Best of all, Suleiman is an intelligence chief, welded firmly within the US-Israeli intelligence nexus that props up the Fatah-led PA, assists with the mess in Afghanistan, tortures or assassinates the more dangerous opponents to US and Israeli interests, and orchestrates the subversion of Syria and Iran. Such a figure, Washington must hope, can recreate an effective US-Israeli-Egyptian power bloc in a Middle East now drifting away from US moorings as Turkey, Lebanon and even Iraq progressively defect from Western-preferred policies.

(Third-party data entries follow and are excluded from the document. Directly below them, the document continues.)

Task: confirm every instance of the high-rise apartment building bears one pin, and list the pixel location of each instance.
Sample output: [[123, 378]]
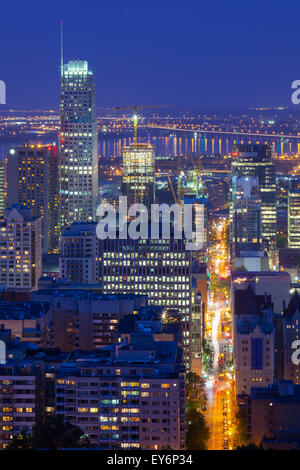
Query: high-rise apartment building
[[78, 140], [21, 399], [256, 161], [246, 211], [2, 187], [138, 173], [31, 174], [128, 396], [294, 213], [79, 260], [20, 249]]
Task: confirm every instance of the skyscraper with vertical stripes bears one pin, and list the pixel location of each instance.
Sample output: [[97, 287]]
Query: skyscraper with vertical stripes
[[78, 152]]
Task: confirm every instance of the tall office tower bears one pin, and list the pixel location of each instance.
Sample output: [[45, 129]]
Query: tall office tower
[[294, 213], [290, 336], [78, 152], [2, 187], [139, 174], [20, 249], [256, 161], [31, 173], [79, 260], [246, 211], [191, 190]]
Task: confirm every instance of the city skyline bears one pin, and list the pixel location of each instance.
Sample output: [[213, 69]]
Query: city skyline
[[212, 65]]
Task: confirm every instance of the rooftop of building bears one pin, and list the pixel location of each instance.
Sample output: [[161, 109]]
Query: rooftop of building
[[80, 292], [22, 310], [254, 274], [289, 257], [285, 391], [164, 358], [293, 305]]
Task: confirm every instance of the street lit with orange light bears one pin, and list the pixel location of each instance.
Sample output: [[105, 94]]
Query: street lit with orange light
[[219, 382]]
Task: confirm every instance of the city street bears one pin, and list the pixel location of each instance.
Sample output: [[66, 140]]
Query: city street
[[219, 385]]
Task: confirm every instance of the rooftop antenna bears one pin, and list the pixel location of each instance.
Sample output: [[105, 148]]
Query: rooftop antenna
[[61, 48]]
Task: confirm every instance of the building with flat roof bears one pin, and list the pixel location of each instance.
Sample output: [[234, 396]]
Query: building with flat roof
[[20, 249], [127, 396], [274, 414]]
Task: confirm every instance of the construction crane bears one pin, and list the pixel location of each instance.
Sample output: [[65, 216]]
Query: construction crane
[[135, 109], [170, 185]]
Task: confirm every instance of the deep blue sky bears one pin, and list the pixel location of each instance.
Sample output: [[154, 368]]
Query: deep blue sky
[[201, 53]]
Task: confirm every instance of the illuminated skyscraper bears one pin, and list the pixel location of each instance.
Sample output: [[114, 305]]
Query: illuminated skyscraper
[[31, 179], [138, 173], [20, 249], [78, 153], [255, 161], [294, 214]]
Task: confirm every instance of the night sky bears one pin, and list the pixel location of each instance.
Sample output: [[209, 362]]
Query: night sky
[[203, 54]]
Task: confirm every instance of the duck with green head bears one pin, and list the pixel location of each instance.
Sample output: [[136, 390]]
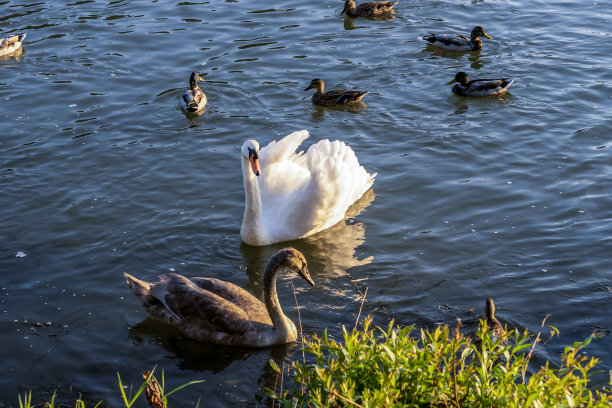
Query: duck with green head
[[456, 42], [11, 44], [193, 99], [493, 325], [369, 9], [335, 97], [479, 87]]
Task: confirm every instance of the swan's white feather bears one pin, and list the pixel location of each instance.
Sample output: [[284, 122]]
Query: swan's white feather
[[302, 194]]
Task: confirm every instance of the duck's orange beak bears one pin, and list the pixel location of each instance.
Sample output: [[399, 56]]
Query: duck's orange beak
[[254, 160]]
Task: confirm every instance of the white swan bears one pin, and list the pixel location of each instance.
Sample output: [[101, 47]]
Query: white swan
[[220, 312], [294, 195]]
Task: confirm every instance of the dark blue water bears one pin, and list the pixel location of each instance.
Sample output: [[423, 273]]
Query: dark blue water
[[100, 174]]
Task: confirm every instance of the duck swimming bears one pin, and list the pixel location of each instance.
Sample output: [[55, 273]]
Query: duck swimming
[[193, 99], [479, 87], [456, 42], [494, 326], [11, 44], [369, 9], [335, 97], [215, 311]]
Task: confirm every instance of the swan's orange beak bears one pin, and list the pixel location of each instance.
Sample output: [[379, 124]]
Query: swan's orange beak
[[254, 160]]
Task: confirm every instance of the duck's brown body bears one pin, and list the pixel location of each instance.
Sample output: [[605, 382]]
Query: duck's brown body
[[369, 9], [9, 45], [216, 311], [494, 326], [479, 87], [456, 42], [335, 97]]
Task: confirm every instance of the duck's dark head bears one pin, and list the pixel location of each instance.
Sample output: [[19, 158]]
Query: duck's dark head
[[194, 78], [317, 84], [479, 31], [348, 4]]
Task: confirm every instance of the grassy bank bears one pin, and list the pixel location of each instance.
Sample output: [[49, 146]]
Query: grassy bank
[[403, 367]]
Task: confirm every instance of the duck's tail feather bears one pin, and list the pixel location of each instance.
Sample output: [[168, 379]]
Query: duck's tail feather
[[140, 288]]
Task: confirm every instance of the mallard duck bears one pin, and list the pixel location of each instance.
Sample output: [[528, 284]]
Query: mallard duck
[[455, 42], [479, 87], [11, 44], [493, 325], [369, 9], [335, 97], [295, 195], [219, 312], [193, 99]]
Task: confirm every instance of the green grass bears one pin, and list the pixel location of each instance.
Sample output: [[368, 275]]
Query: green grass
[[128, 399], [403, 367]]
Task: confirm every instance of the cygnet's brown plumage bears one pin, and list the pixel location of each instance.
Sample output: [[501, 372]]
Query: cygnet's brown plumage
[[216, 311]]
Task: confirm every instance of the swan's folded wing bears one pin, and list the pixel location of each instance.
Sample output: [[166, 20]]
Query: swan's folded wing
[[337, 180], [281, 150], [198, 306], [283, 170]]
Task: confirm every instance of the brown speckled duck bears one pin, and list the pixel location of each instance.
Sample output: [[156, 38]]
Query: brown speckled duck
[[193, 99], [494, 326], [9, 45], [335, 97], [369, 9], [219, 312], [456, 42], [479, 87]]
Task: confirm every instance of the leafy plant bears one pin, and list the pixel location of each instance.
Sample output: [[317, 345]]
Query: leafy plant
[[400, 367], [150, 382]]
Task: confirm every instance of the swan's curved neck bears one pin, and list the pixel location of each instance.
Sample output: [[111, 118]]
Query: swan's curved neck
[[252, 226], [285, 327]]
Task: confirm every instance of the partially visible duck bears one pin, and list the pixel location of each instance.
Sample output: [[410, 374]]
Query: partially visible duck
[[479, 87], [219, 312], [493, 325], [193, 99], [456, 42], [335, 97], [369, 9], [9, 45]]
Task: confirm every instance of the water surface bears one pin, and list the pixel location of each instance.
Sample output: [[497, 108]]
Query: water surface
[[101, 173]]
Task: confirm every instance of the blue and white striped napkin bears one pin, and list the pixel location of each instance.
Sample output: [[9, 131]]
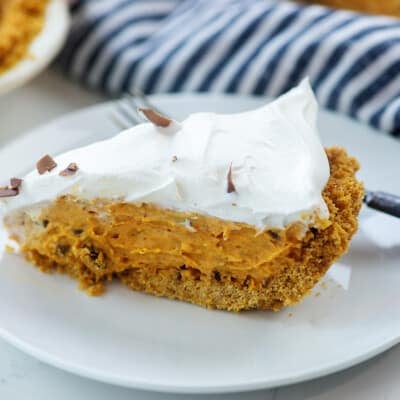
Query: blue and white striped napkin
[[239, 46]]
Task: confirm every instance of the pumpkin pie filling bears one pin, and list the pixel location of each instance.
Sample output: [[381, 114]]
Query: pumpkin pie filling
[[20, 22], [205, 220]]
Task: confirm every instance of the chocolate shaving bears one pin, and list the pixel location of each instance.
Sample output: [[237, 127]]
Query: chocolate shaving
[[15, 183], [231, 187], [70, 170], [45, 164], [8, 192], [156, 118]]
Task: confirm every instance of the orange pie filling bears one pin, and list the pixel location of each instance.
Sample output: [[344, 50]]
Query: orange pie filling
[[193, 257]]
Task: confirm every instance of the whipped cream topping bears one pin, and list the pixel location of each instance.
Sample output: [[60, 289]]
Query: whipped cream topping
[[278, 165]]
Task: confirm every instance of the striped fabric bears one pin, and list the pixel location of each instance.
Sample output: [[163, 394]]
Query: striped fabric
[[239, 46]]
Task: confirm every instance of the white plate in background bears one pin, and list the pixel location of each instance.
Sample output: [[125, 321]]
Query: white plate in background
[[42, 50], [136, 340]]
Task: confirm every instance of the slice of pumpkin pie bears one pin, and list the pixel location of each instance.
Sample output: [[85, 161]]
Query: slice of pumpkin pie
[[235, 212]]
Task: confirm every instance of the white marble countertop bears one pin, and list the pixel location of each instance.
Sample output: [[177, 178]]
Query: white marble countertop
[[22, 377]]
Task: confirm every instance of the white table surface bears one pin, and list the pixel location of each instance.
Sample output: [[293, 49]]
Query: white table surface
[[22, 377]]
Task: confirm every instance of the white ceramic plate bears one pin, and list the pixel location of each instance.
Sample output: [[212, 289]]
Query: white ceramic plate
[[136, 340], [42, 50]]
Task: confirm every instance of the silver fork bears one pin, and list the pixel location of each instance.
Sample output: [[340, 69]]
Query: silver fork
[[126, 114]]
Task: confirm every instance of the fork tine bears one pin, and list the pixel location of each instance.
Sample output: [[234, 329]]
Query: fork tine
[[134, 108]]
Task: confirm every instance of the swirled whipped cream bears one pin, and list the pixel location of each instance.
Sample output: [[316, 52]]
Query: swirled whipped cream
[[272, 157]]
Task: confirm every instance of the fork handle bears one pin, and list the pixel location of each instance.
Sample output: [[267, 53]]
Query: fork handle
[[385, 202]]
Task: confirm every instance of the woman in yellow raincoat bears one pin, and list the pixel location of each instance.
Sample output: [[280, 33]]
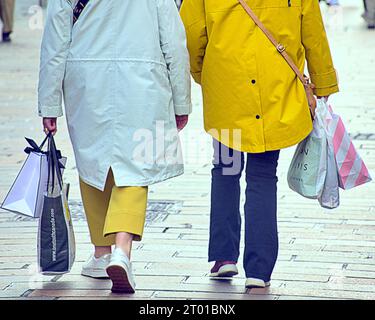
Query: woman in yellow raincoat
[[253, 104]]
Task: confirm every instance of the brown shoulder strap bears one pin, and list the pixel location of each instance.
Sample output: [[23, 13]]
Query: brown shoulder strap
[[279, 47]]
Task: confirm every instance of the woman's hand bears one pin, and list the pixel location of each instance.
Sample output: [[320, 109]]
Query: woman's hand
[[181, 121], [50, 125]]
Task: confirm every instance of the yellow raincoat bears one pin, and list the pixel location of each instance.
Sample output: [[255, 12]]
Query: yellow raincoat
[[246, 83]]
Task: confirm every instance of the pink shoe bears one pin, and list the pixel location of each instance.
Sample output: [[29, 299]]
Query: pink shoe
[[224, 269]]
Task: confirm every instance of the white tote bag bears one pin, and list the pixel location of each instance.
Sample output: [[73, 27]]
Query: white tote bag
[[26, 194], [307, 172], [330, 197]]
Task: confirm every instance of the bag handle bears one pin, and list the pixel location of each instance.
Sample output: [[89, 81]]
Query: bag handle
[[279, 47], [54, 165]]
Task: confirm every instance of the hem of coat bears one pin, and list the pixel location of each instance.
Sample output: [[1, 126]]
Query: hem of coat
[[137, 183], [271, 146]]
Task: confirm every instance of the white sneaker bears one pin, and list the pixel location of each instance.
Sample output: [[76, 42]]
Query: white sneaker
[[256, 283], [96, 267], [120, 272]]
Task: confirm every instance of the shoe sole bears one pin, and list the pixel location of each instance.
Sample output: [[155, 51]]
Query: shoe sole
[[120, 280], [96, 274], [227, 271]]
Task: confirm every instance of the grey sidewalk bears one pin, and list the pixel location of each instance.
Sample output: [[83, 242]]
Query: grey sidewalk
[[323, 254]]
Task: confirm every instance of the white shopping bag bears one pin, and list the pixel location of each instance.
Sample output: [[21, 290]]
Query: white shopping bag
[[330, 197], [26, 194], [307, 172]]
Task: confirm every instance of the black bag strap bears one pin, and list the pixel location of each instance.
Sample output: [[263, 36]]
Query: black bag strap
[[81, 5], [54, 165]]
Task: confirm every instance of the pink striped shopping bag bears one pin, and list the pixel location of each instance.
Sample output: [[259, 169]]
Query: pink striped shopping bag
[[352, 170]]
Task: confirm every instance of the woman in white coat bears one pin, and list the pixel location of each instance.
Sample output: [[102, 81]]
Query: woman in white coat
[[122, 69]]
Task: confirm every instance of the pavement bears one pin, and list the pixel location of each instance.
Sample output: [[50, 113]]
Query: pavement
[[323, 254]]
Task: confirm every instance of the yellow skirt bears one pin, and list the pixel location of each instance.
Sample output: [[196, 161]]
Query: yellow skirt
[[116, 209]]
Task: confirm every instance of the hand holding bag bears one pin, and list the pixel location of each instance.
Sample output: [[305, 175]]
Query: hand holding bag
[[26, 194], [308, 169]]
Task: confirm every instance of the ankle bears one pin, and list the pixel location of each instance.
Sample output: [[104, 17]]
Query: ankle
[[124, 242]]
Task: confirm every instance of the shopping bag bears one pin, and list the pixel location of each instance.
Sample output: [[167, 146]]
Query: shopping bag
[[307, 172], [330, 197], [26, 194], [56, 242], [352, 170]]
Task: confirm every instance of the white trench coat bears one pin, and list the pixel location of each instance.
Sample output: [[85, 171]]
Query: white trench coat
[[123, 73]]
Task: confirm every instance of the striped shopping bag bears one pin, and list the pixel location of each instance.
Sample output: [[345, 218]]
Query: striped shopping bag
[[352, 170]]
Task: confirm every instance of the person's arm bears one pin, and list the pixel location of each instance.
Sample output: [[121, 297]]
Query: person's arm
[[319, 60], [193, 15], [54, 51], [173, 46]]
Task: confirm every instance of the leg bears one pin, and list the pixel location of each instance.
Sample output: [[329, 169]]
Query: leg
[[125, 218], [261, 238], [96, 203], [225, 223], [126, 215], [7, 13]]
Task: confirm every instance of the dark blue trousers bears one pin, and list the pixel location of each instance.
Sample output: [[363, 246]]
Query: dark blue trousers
[[261, 237]]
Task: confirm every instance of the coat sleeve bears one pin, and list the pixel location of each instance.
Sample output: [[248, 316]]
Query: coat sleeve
[[193, 16], [318, 54], [173, 45], [54, 52]]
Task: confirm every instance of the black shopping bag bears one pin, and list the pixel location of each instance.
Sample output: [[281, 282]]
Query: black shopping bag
[[56, 243]]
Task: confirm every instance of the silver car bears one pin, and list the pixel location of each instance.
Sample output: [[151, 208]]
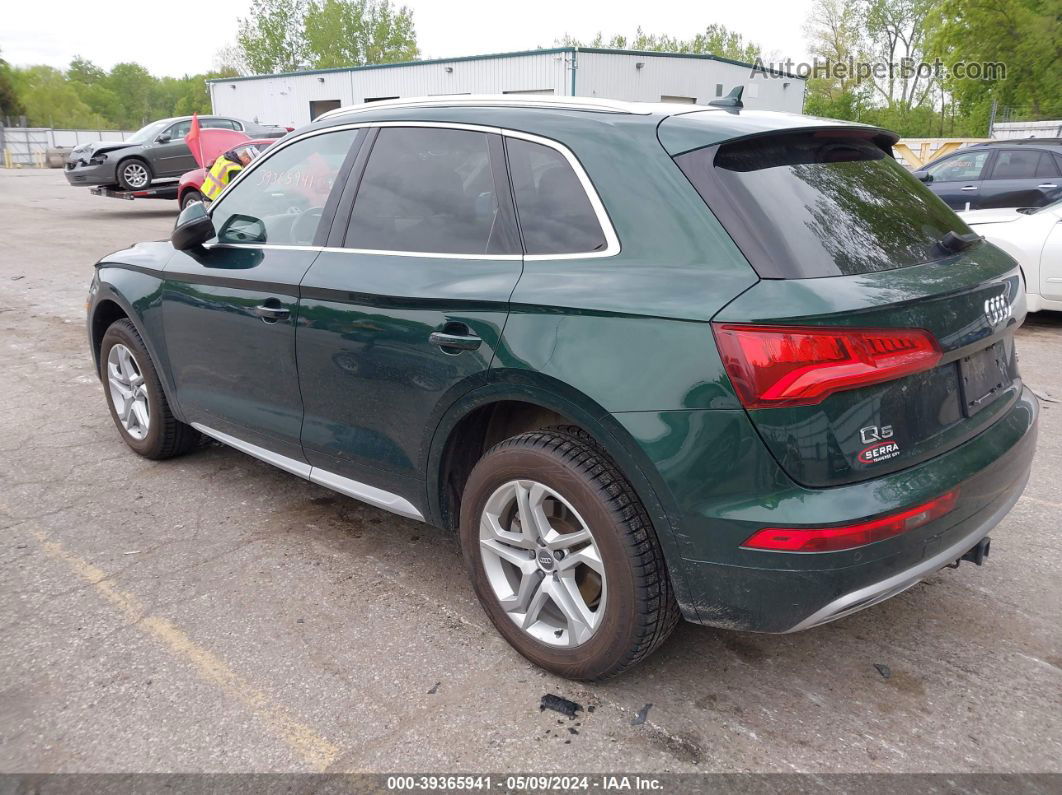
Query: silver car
[[154, 152]]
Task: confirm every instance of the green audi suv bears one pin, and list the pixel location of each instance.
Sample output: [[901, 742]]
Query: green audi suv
[[650, 362]]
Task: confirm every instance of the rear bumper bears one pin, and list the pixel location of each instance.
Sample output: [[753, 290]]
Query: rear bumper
[[723, 486], [872, 594]]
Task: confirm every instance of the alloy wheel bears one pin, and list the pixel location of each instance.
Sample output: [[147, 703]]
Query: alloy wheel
[[129, 393], [135, 175], [543, 564]]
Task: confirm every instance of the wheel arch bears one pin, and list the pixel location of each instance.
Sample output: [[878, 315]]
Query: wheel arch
[[110, 305], [516, 401]]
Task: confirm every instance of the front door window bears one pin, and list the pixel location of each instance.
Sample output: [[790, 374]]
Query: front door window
[[280, 200]]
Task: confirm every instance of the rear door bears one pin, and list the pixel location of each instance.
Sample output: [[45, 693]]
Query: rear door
[[1050, 256], [1021, 177], [957, 179], [868, 346], [405, 308]]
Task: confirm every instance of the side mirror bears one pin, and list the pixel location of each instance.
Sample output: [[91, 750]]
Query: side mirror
[[193, 227]]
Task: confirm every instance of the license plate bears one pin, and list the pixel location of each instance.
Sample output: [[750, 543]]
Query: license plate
[[981, 377]]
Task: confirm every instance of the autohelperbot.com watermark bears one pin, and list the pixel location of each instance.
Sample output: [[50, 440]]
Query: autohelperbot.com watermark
[[862, 70]]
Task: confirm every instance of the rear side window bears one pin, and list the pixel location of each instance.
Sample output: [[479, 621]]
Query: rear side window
[[428, 190], [1023, 165], [554, 212], [806, 205]]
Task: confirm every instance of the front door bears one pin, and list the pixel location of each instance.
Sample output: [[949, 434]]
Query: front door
[[404, 311], [170, 155], [958, 178], [229, 311]]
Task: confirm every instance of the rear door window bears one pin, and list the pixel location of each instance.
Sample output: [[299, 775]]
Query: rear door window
[[428, 190], [804, 205], [964, 167], [1022, 165], [554, 212]]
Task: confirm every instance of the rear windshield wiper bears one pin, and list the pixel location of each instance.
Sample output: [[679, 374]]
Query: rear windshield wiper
[[954, 243]]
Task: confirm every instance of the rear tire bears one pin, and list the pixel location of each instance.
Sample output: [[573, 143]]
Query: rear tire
[[135, 396], [190, 196], [620, 610], [134, 174]]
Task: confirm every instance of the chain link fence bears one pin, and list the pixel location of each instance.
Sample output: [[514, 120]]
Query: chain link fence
[[48, 147]]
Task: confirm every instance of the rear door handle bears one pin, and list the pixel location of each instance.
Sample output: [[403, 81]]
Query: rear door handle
[[272, 314], [455, 342]]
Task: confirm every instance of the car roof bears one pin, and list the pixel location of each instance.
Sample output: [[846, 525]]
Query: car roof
[[688, 126]]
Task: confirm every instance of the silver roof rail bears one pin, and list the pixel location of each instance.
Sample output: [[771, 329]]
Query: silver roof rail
[[500, 100]]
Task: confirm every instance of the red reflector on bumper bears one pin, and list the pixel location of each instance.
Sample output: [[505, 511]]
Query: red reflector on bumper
[[850, 536]]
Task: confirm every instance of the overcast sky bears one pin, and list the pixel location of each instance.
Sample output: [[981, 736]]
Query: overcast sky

So, yes, the old fossil Mubarak has been cut loose and a ‘new Egypt’ (as presidential candidate Mohamed el-Baradei calls it) will soon be announced. The orange or purple or green or lavender or puce revolution will be applauded, the people will rejoice and more meaningful elections will be held. But Suleiman and his technocratic allies are already pre-positioned to ensure that the new Egypt precludes any access to real political influence by factions that, in the US view, are ominously closer to Hizbullah in their regional outlook. The whole point of the current drama is indeed to defuse the legitimate mass popular discontent that feeds the appeal of the Muslim Brotherhood—just as Hamas appealed to the disenchanted Palestinian electorate and Hizbullah has appealed to the disenchanted Lebanese electorate, the majority of whom otherwise don’t favour Islamic parties but were driven to support them through terminal political frustration.
This new Egypt will definitely improve some conditions for some Egyptians over coming years: especially by creating jobs for the masses of educated unemployed men, who are now driving the street demonstrations. But reforms in Egypt will focus on technocratic economic solutions: emphasizing standard liberal capitalist measures regarding government and financial transparency, reduced corruption to encourage business growth, an end to routine police torture practices, etc., etc. The security state will otherwise stay in place—and the conditions for a highly unequal society will not fundamentally change. Egypt will stay firmly in the fold of US/Israeli security interests and global economic norms. It will just play that role more adeptly than before.
Alas, the truly mass democratic character of this revolution actually favours this outcome. The demonstrators are calling, in principled fashion, not for any specific leadership but for genuine elections. It’s not impossible that more robust democracy will ultimately escape US control, as they did in Lebanon. But the hundreds of thousands now demonstrating in Egyptian cities lack the top-level access to prevent Suleiman’s security/technocrat network, with its foreign imprimatur, from ensuring that the ‘democratic’ transition generates simply a more efficient and stable version of the client-state role that Egypt has been playing for decades. Such a state cannot really alter the conditions that now impoverish and marginalise whole segments of Egyptian society. Some of the street activists recognise this, of course. Whether they can meaningfully alter the grand Western design for which their principled passion is now being co-opted is entirely unclear.